É, sim. Quer dizer, quase. Mas… do que a gente estava falando mesmo?

Ah, sim, do carro de maconha de Henry Ford. Sim, um carro que queimava maconha! Esta história circula pela internet de tempos em tempos e é especialmente popular entre os sites dedicados à erva mas, como toda boa polêmica (porque, bem, este é um assunto polêmico), é cheia de meias-verdades. Mas, de fato, Henry Ford fez um carro que não apenas queimava óleo de cânhamo — que é o nome que se dá aos derivados da planta Cannabis, como fibras, extrato e óleo — como combustível, mas também tinha a carroceria feita com fibras da planta.

Esses derivados da Cannabis São produtos que costumam ter concentração baixíssima ou até mesmo nula de tetra-hidrocanabinol — o famoso THC, princípio psicoativo da maconha — e são usados pela indústria têxtil, em artesanato ou na composição de medicamentos. Aparentemente, também dava para fazer carros com eles, como Henry Ford teria provado na década de 1940 ao fazer um carro usando maconha. Alguém mais lembrou de Cheech and Chong?

Há diversos mitos a respeito do carro de cânhamo, ou Hemp Car, em inglês. Os detalhes a respeito do carro se perderam no tempo, mas é verdade que ele existiu — há fotos e vídeos dele na Internet. Segundo consta, os painéis de sua carroceria eram feitos de uma combinação de fibras de soja e cânhamo, e a Ford também projetou o motor para queimar álcool de cannabis.

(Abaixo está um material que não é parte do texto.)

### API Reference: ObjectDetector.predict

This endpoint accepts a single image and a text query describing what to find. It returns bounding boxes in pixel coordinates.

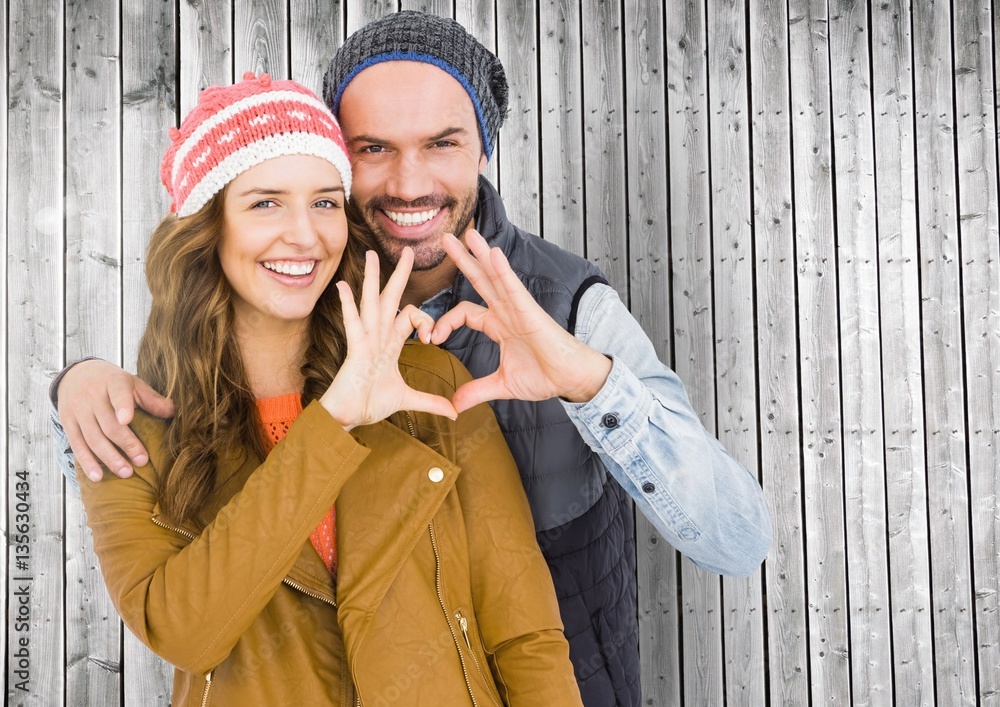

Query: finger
[358,250,379,327]
[430,302,489,344]
[133,377,174,423]
[401,388,458,420]
[477,242,539,311]
[393,304,434,345]
[63,423,104,481]
[337,280,365,342]
[74,414,132,479]
[441,229,497,303]
[382,246,413,321]
[451,373,512,412]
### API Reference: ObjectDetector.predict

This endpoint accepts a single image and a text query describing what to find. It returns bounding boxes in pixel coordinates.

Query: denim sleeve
[563,284,771,576]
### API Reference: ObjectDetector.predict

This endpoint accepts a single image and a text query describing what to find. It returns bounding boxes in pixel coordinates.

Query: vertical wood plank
[829,0,898,705]
[0,2,8,696]
[624,0,681,705]
[788,0,851,704]
[455,0,498,186]
[5,0,66,704]
[749,0,809,705]
[289,0,344,92]
[952,0,1000,705]
[537,0,584,256]
[178,1,232,118]
[871,0,947,706]
[708,0,765,705]
[65,0,122,705]
[494,0,542,233]
[916,2,976,705]
[665,0,724,704]
[121,0,179,707]
[233,0,291,81]
[580,0,628,302]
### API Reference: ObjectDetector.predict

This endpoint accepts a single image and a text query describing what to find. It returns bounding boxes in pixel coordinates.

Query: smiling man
[52,12,771,707]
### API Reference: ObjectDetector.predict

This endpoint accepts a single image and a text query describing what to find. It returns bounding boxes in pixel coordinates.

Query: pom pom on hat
[160,72,351,217]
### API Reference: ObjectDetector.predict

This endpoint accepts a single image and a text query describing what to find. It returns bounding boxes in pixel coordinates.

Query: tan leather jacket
[78,344,580,707]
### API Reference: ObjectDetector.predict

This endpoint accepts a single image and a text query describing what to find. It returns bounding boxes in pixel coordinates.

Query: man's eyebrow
[348,126,469,145]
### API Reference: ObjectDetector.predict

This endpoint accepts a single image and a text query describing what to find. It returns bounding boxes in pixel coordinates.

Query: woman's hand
[320,248,457,430]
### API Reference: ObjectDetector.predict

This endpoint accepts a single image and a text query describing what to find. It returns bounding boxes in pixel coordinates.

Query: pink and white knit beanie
[160,72,351,216]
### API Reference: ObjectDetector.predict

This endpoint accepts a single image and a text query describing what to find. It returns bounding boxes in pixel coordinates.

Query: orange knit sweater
[257,393,337,574]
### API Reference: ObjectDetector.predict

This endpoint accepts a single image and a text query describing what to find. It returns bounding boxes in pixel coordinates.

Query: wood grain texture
[178,0,232,117]
[233,0,291,81]
[953,0,1000,705]
[0,2,8,696]
[788,0,851,704]
[64,0,122,705]
[624,1,681,705]
[748,0,809,705]
[708,0,766,706]
[871,1,936,706]
[121,0,179,707]
[289,0,345,93]
[916,2,976,705]
[5,0,66,704]
[493,0,545,236]
[580,0,628,294]
[829,0,893,705]
[538,0,584,256]
[665,0,724,704]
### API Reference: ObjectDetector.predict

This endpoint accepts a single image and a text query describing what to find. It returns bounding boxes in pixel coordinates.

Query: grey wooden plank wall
[0,0,1000,707]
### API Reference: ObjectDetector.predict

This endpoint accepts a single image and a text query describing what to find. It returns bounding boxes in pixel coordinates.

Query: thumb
[134,378,174,419]
[451,372,513,413]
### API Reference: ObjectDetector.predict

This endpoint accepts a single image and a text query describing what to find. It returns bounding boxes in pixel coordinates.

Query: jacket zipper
[455,609,500,705]
[201,670,215,707]
[427,523,479,707]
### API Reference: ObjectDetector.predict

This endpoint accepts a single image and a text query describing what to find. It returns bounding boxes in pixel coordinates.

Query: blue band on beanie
[330,52,493,159]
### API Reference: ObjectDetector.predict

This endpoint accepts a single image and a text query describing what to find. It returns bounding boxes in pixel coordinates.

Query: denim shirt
[563,284,771,576]
[52,284,771,576]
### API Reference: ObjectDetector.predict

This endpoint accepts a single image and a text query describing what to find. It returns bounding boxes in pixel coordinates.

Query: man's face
[339,61,486,270]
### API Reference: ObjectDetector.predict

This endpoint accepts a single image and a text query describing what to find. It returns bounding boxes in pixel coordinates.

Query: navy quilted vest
[443,179,640,707]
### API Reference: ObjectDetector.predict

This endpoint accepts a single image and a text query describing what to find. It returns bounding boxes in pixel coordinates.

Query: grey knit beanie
[323,11,507,159]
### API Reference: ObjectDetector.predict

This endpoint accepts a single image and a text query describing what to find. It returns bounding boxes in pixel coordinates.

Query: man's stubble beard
[360,188,479,272]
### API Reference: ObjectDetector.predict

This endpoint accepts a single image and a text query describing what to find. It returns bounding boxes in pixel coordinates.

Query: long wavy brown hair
[137,190,371,525]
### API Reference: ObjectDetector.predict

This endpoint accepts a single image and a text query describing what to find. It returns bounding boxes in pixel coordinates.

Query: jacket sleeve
[77,402,368,675]
[448,367,581,706]
[563,285,771,576]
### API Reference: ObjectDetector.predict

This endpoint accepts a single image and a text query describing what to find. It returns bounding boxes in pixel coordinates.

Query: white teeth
[385,209,441,226]
[261,260,316,275]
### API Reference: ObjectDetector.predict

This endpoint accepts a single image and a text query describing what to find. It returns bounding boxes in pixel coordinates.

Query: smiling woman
[77,74,580,707]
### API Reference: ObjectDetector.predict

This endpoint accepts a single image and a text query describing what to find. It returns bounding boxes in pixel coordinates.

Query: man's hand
[320,248,457,430]
[57,359,174,481]
[431,229,611,412]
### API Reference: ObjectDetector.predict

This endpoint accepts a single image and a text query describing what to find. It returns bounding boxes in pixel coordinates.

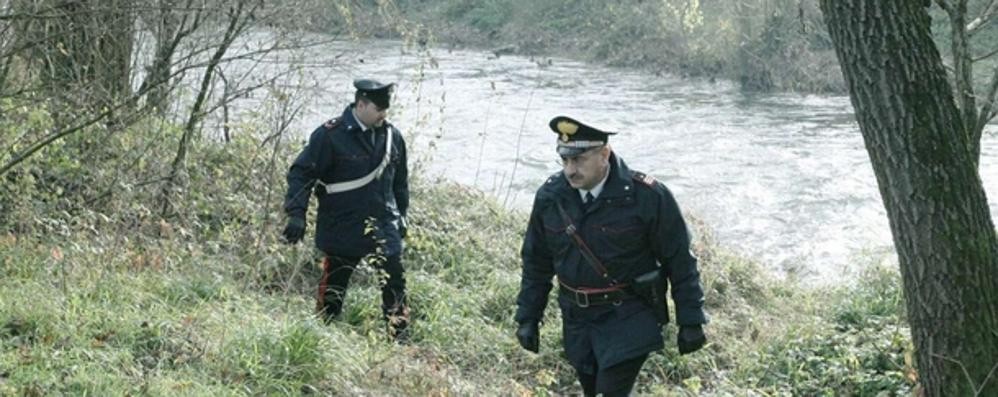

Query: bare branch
[936,0,953,14]
[974,48,998,62]
[973,66,998,134]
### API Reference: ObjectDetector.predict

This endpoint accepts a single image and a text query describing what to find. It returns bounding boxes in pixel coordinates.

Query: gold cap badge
[558,120,579,142]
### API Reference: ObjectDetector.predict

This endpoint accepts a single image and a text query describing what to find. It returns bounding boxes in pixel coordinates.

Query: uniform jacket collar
[558,152,634,201]
[340,104,364,132]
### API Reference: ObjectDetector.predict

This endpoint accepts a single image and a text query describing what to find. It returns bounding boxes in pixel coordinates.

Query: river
[229,36,998,282]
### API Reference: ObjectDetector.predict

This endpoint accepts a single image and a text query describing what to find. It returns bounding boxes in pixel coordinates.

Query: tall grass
[0,97,917,396]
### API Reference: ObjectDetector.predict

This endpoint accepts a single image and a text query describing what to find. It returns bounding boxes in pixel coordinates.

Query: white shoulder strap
[316,128,395,194]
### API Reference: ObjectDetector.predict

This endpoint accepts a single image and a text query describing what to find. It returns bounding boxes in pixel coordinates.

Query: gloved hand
[282,216,305,244]
[676,324,707,355]
[516,321,541,353]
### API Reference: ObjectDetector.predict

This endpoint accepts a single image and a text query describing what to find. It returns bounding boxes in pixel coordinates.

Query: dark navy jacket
[515,154,707,371]
[284,105,409,257]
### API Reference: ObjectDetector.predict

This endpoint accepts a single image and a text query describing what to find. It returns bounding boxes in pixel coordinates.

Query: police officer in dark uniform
[515,116,707,396]
[284,80,409,338]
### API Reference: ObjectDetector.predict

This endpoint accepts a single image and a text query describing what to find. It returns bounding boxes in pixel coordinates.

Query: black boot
[385,306,410,345]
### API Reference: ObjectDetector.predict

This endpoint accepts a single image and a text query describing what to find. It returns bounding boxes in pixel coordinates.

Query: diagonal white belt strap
[316,128,395,194]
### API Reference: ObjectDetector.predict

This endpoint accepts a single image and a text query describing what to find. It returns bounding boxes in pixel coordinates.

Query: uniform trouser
[316,254,408,329]
[576,354,648,397]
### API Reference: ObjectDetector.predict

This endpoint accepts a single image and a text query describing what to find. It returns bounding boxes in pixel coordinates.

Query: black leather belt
[558,286,631,307]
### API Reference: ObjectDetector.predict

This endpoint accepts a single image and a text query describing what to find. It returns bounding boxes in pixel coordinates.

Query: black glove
[676,324,707,355]
[516,321,541,353]
[282,216,305,244]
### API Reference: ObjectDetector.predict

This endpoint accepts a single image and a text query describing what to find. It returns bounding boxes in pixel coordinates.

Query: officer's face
[561,145,610,190]
[356,100,388,127]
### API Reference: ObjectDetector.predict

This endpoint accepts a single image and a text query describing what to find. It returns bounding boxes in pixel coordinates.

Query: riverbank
[321,0,845,94]
[0,110,916,395]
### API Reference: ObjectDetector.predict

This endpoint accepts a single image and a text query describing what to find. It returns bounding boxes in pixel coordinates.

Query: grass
[0,183,913,395]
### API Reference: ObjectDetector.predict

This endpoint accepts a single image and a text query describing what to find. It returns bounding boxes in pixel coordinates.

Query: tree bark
[821,0,998,396]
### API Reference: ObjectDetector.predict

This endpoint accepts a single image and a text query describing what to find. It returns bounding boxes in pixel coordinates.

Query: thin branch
[936,0,953,14]
[973,66,998,133]
[973,48,998,62]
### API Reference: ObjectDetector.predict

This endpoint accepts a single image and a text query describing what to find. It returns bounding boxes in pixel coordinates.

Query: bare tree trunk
[161,0,261,217]
[821,0,998,396]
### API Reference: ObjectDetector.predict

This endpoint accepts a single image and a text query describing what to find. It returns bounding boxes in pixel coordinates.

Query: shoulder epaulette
[322,117,348,130]
[631,171,655,186]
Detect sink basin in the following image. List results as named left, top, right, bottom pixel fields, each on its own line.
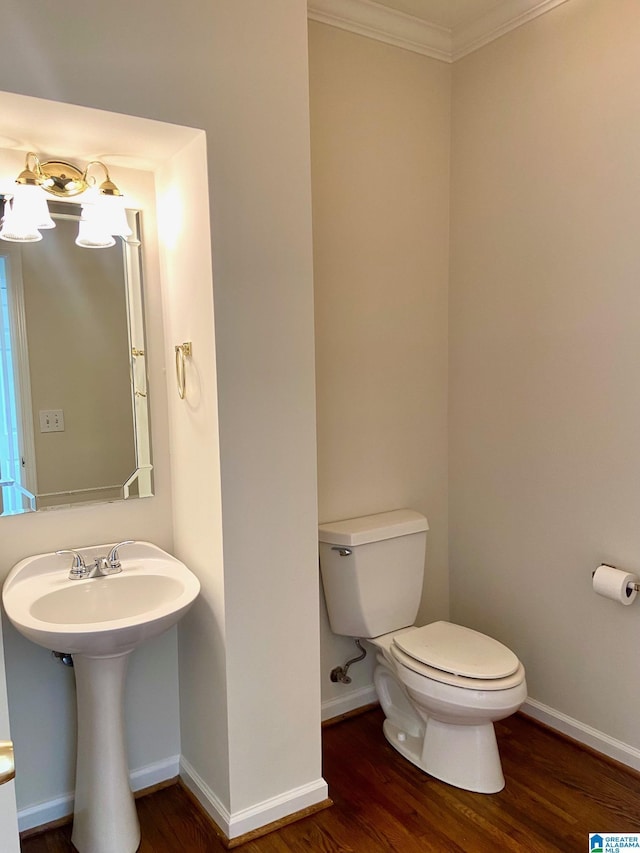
left=2, top=542, right=200, bottom=853
left=2, top=542, right=200, bottom=656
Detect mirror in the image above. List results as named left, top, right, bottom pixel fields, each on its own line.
left=0, top=196, right=153, bottom=515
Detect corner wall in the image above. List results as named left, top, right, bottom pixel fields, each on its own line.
left=450, top=0, right=640, bottom=766
left=309, top=22, right=451, bottom=717
left=0, top=0, right=326, bottom=835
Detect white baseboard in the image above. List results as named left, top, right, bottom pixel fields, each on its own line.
left=322, top=684, right=378, bottom=722
left=18, top=755, right=180, bottom=832
left=180, top=758, right=329, bottom=839
left=520, top=699, right=640, bottom=770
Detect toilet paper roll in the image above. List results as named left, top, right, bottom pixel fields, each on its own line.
left=593, top=566, right=638, bottom=604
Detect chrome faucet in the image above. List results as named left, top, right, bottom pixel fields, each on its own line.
left=56, top=539, right=134, bottom=581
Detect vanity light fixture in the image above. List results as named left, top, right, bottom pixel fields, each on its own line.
left=0, top=151, right=132, bottom=249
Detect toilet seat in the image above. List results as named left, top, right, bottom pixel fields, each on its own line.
left=391, top=645, right=525, bottom=690
left=388, top=622, right=524, bottom=690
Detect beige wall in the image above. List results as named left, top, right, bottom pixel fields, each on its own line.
left=450, top=0, right=640, bottom=748
left=309, top=22, right=450, bottom=715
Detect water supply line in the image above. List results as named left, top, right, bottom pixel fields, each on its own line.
left=329, top=640, right=367, bottom=684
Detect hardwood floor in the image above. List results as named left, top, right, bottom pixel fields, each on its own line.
left=22, top=709, right=640, bottom=853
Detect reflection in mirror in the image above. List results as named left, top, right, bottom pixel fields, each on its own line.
left=0, top=201, right=153, bottom=515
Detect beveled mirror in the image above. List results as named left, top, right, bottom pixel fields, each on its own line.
left=0, top=197, right=153, bottom=515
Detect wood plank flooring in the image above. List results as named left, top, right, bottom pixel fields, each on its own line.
left=22, top=709, right=640, bottom=853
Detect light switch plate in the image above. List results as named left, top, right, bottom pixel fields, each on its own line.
left=38, top=409, right=64, bottom=432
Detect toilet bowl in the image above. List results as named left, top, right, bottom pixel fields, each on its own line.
left=318, top=509, right=527, bottom=794
left=369, top=622, right=527, bottom=794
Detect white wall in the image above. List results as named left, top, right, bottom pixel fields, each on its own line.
left=0, top=0, right=326, bottom=834
left=309, top=23, right=451, bottom=717
left=450, top=0, right=640, bottom=749
left=0, top=130, right=180, bottom=828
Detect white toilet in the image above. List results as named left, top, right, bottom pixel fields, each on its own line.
left=319, top=509, right=527, bottom=794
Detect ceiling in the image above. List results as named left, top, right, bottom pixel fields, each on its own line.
left=377, top=0, right=506, bottom=30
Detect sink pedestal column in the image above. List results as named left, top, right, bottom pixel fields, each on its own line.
left=71, top=652, right=140, bottom=853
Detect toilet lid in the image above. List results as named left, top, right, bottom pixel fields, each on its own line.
left=393, top=622, right=520, bottom=680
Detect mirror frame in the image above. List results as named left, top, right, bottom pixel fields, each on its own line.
left=0, top=194, right=154, bottom=518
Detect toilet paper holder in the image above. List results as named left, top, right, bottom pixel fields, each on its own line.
left=591, top=563, right=640, bottom=592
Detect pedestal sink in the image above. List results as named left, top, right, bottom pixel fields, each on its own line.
left=2, top=542, right=200, bottom=853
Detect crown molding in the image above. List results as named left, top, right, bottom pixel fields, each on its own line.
left=307, top=0, right=568, bottom=62
left=451, top=0, right=568, bottom=62
left=307, top=0, right=452, bottom=62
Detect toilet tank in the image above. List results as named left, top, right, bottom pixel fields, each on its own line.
left=318, top=509, right=429, bottom=638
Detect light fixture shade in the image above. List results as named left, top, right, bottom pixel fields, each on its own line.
left=0, top=196, right=46, bottom=243
left=76, top=204, right=116, bottom=249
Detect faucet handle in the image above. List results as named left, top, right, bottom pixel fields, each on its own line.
left=56, top=548, right=87, bottom=578
left=107, top=539, right=135, bottom=569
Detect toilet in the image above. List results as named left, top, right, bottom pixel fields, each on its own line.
left=318, top=509, right=527, bottom=794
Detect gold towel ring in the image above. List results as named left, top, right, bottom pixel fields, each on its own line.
left=175, top=341, right=191, bottom=400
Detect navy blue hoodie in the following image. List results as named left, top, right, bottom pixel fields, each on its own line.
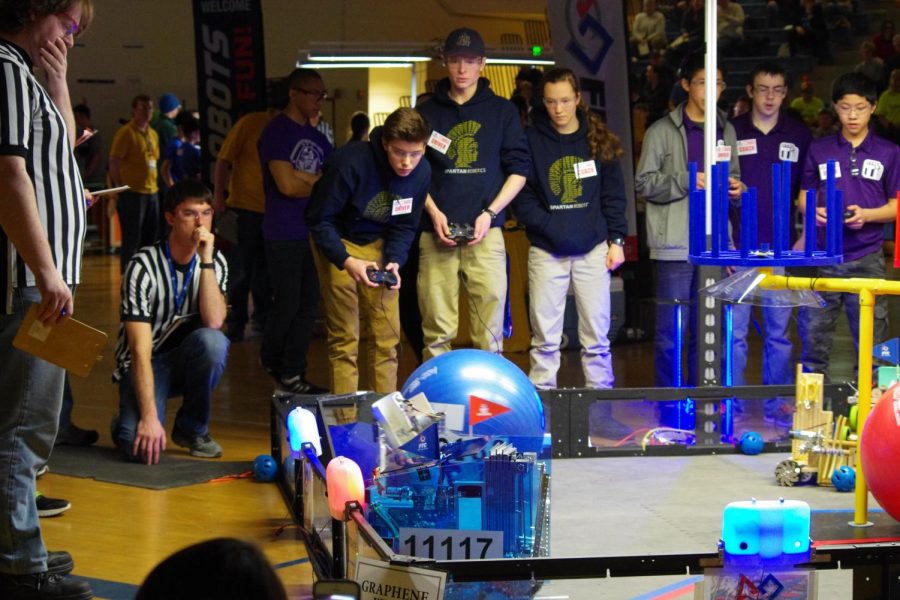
left=306, top=127, right=431, bottom=268
left=515, top=107, right=628, bottom=256
left=417, top=77, right=530, bottom=226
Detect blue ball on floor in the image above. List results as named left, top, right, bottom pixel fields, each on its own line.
left=253, top=454, right=278, bottom=483
left=738, top=431, right=765, bottom=456
left=831, top=465, right=856, bottom=492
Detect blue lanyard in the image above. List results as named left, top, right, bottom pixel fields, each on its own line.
left=163, top=240, right=197, bottom=315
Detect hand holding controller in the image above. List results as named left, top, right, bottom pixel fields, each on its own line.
left=447, top=223, right=475, bottom=246
left=366, top=269, right=397, bottom=288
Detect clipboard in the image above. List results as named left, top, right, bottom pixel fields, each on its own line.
left=13, top=304, right=107, bottom=377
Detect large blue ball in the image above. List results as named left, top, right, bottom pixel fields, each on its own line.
left=738, top=431, right=765, bottom=456
left=831, top=465, right=856, bottom=492
left=253, top=454, right=278, bottom=483
left=401, top=349, right=545, bottom=453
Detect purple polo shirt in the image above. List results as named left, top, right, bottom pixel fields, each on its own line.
left=731, top=111, right=812, bottom=247
left=257, top=113, right=332, bottom=241
left=800, top=131, right=900, bottom=262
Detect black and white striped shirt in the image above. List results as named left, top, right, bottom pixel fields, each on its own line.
left=113, top=240, right=228, bottom=381
left=0, top=40, right=87, bottom=314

Os primeiros registros de utilização da cannabis pela humanidade datam de 2.500 a 3.000 anos atrás nas civilizações do sul da Ásia, como os hindus (que batizaram a erva como ganja). Também há indícios de consumo de maconha pelos habitantes do Egito no ano 950. Civilizações da América do Norte e da América Central também consumiam a planta medicinalmente e, por razões que você provavelmente imagina, como “poção do amor”. No início do século XX começaram a surgir as primeiras restrições ao uso da erva em países como os EUA, a África do Sul e, acredite se quiser, na Jamaica — onde só recentemente começaram a ser dados os primeiros passos em direção à descriminalização.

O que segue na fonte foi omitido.